Apparently OreGairu is a show that is often misunderstood. I was surprised when people told me that people think the show vindicates and validates the main character’s point of view, which I found surprising, as it depicts him as outright miserable. I’ve seen it is so, however, so while I usually don’t post first impressions on the main page, this is a good opportunity to elaborate on how the show’s main cast operates, and how they reflect one another. Also, the show’s full title is “Yahari Ore no Seishun Love Comedy wa Machigatteiru. Zoku”, or “My Teen Romantic Comedy SNAFU Season 2”, in English. I hate Light Novel titles when it comes to post titles.
Art and character design: Hachiman sometimes had a way too long and old face, he almost felt like he came out of JoJo, at times. The blushes of most characters felt too “diffused”. Those two minor nitpicks aside (Hachiman is less minor, but he’ll probably grow on me, it’s more that he’s not really shown in the same manner consistently at all times), the show looks fine. Both “looks fine” in terms of what I expect from a show in general, and in terms of what I expect this show, as the second season, to look like.
OP – Nice tune, word has a hard time matching it, though doesn’t sound bad either. The lyrics strike a balance between pining and complaining about this unreasonable world. Very Hachiman. Minus the sarcastic exterior.
ED – Nice, overall. Not great, but also not bad. The lyrics tie into the themes, especially the first one I’ll soon discuss, speaking of them being scared to admit their feelings, feeling strong in their loneliness.
Themes / Plot:
The reintroduction of the club, as the club, was really well done. Sure, a lot of it was perhaps there to also cut down on the need to animate things, focusing on still moments, and moments without people, but you know what it reminded me of? It reminded me of Hyouka. It’s showing us how the club members feel comfortable together, how this is a “home” for them, a sanctuary. And as the previous season’s second half had shown us, the place signifies those present within it, because when they don’t feel comfortable together, then they avoid the place. Just as Yukinon commented on Hachiman escaping his room.
So, that theme I mentioned in regards to the ED, it’s hard to miss how much Yui wants Hachiman to notice she likes him. Yui is doing anything but say it out loud. Why doesn’t she say so? Why doesn’t Hachiman notice? Doesn’t Hachiman notice? Well, Yui isn’t saying anything because of the reasons Hachiman enumerated for why Tobe should fear his confessions, because she’s afraid to lose what she already has. There’s also her fear of disrupting the current status quo in their little triangle, a concern voiced by Hina. And of course, there’s something “romantic” about pining about someone, but that’s more Yukinon’s thing.

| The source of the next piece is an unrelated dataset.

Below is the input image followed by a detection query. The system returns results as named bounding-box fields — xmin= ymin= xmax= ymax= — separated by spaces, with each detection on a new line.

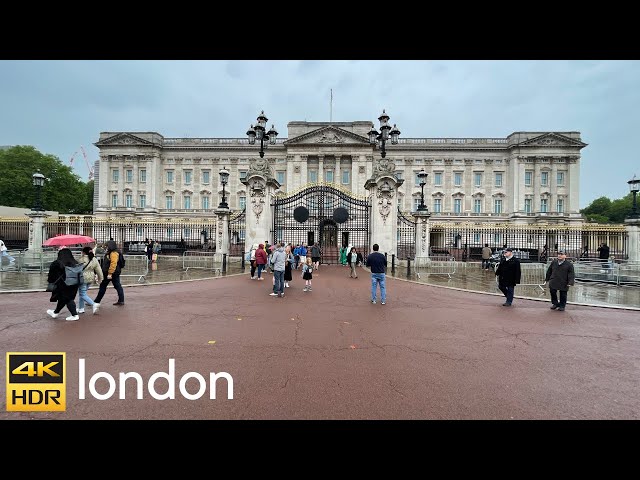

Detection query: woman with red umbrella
xmin=46 ymin=248 xmax=81 ymax=321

So, what about Hachiman? Have you not watched the first season? Hachiman will not allow himself to see anyone making advances on him until they do come right out and say it, because he fears the option of reading too much into things, then confessing himself, and getting turned down. Look at Hachiman’s internal monologue as Yui came over to see Mount Fuji, or the bit with the water at the shrine, he keeps looking at the subtext, but it’s subtext he sees with all females, and subtext that he knows is subtext, so even when it’s over-text, as is the case here, he wills himself to ignore it, to not see it for what it is. He’s too afraid of losing the loneliness by which he defines himself, even if it keeps him miserable. It keeps him miserable, and it keeps him himself. He also defines himself by his misery, unfortunately.

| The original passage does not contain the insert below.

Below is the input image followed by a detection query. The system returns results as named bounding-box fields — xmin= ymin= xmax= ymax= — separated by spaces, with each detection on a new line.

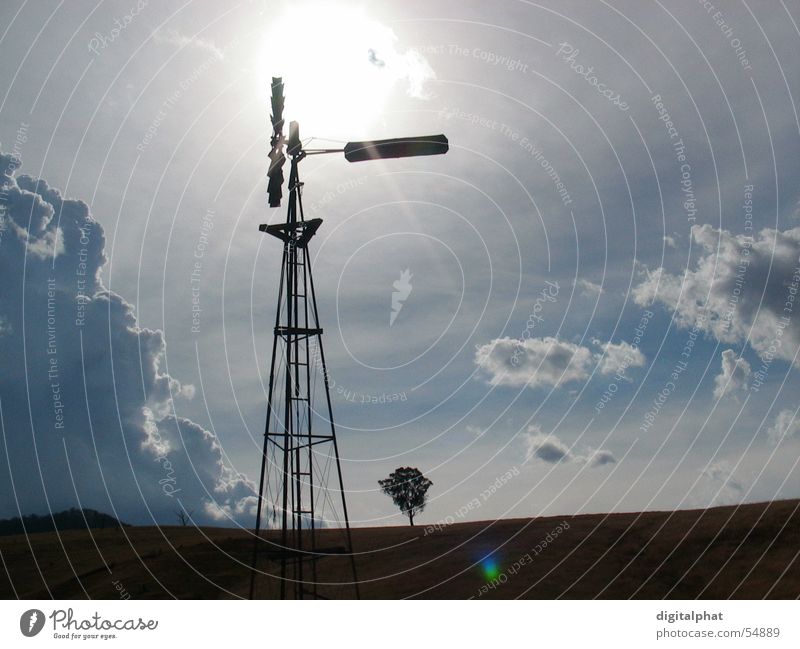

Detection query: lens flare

Speaking of which, we move to the last member of our unhappy trio, Yukinoshita. When coming back to the motel she seemed extremely weak, and “soft”. In other words, she didn’t seem like Yukinoshita, who usually seems cool, aloof, and strong, and sure of herself. Except Yukinoshita and Hachiman are essentially the same person. The only real difference between the two is that we get to hear Hachiman from inside, get to hear his loneliness, his misery, his self-loathing. Yukinoshita may seem different, but it’s only because we see her from outside. Yukinoshita is weak, and needy, just like Hachiman.

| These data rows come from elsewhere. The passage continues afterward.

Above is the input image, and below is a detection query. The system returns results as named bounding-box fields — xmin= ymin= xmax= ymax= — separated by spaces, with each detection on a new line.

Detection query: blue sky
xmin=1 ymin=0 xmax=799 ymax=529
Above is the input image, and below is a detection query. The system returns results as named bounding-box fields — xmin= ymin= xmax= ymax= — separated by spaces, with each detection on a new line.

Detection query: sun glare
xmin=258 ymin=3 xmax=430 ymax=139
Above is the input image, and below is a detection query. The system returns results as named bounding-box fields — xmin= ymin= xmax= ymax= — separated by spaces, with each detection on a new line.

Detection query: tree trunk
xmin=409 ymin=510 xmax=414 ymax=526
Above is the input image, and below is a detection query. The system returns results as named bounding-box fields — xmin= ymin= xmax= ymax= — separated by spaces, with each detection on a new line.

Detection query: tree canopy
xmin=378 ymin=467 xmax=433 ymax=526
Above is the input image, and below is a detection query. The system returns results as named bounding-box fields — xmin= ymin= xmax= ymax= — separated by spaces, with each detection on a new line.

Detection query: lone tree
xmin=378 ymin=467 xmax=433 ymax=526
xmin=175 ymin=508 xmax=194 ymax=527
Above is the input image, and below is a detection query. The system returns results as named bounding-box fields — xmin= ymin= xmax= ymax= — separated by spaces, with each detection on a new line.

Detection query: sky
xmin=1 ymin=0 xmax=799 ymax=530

“Great, another Hikki flashback,” combined with all the Totsuka moments. Going back to the “sense of familiarity” embodied by the reintroduction of the club, this show is funny. Not hilarious in a laugh out loud sort of way, but in the manner where you keep chuckling. It’s funny not just because of comedic timing, but because these small jokes fit the characters, it makes you feel, “Oh, that’s just so X” – It’s the humor of familiarity, which is both born out of said familiarity, and a great cause for developing said feeling.